The saga of Oregon’s regulation of dry land as “waters of the state” continues, this time in Millersburg, where the Department of State Lands has taken enforcement action on two subdivisions.
Charles P. Redon, aquatic resource coordinator of the department, issued a cease-and-desist order on April 7 against the Eagle’s Nest Subdivision off Millersburg Drive on the grounds that “fill and removal” had taken place “in or near wetlands” on the property. He followed up on April 11 with the same order against the Woods Estate Subdivision off Woods Road.
Both subdivisions had gone through the Millersburg land-use approval process, and the city and the respective developers had relied on maps showing no wetlands on the properties, according to City Manager Steven Hasson. After a meeting with state officials last week, Hasson understands that a DSL inspector had driven past the subdivisions and, based on Google maps, suspected that wetlands may have been present
Woods Estate has been developed with 51 recorded tax lots, and building permits have been issued on 10. Eagle’s Nest has 42 recorded lots, with 15 building permits ready to be picked up.

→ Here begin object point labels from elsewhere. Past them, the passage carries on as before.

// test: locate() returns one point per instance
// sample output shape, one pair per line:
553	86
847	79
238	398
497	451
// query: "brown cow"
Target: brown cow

“Why would DSL target a site after the infrastructure was in place — and after the developer had expended hundreds of thousands of dollars in development expenses?” Hasson said in a memo he shared with me.
Oregon law prohibits removing or filling more than 50 yards of material within the bed or banks of “waters of the state” in order to protect navigation, fisheries and recreation. Over the years state officials have interpreted this to include so-called wetlands, by which the state means normally dry land containing certain plants and soils. On the federal level, the same regulations exist.
Violating the cease-and-desist orders may lead to penalties of up to $10,000 per day as well as criminal prosecution, the state orders point out.
Hasson said that in the meeting with DSL officials in Salem, he learned that relying on existing wetlands maps does not guarantee that construction activity complies with state regulations. “Essentially, a developer may do everything right and be wrong,” Hasson wrote, “and this approach brought to mind Franz Kafka’s writings.”
I went to take a look at the neighborhood of these subdivisions on Saturday. Nothing was going on, of course. Hasson says the city will keep issuing building permits in the subdivisions, but he’ll warn builders of the DSL wetlands edict. (hh)
Puddles on a Millersburg construction site: Waters of the state?